Much as it goes against the grain, I am tending towards cheering the local soccer mafia as I, for one, scoffed when his appointment was announced with much hype as to his abilities.
Their initial judgment has clearly been vindicated, however, and we may judge the subsequent mismanagement of the man.
At Madrid, Queiroz will learn that he is not a Manager or even a Coach in the conventional sense of the professional soccer world. He will not determine which players the club buys nor, in many instances, who starts.

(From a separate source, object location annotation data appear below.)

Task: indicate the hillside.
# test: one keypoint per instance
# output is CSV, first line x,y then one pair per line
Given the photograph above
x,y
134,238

That role rests with the just about everyone in the Spanish capital except Queiroz - public opinion, club and national politics and the overwhelming need to outdo Barcelona will dictate everything.
He surely can't improve the skills of the world's finest players and he has no choice on the team's strategic approach because Real's almost oppressive traditions and their manic, scarf-waving fans in the Bernabeu Stadium demand all-out attack.
And even if you win things or even everything, as Queiroz's predecessor Vincente del Bosque did, you still get axed on the whim of a player's agent or the club president's hairdresser.
All of those issues and Beckham too.
It's an impossible task. Which explains why this most proud of sporting institutions is prepared to suffer the apparent indignity of appointing the Assistant Manager of one of their greatest commercial rivals.
Surely mighty Real should be after Ferguson rather than his relatively anonymous sidekick?
The reality of Real is that the coach is not in any sense "the boss" or "the gaffer" of English soccer mythology and he is entirely dispensable.
And when, inevitably, Carlos is chewed up and spat out he then can return to our shores as a man finally just-about-qualified to tackle the even more insane soccer task of coaching Kaizer Chiefs.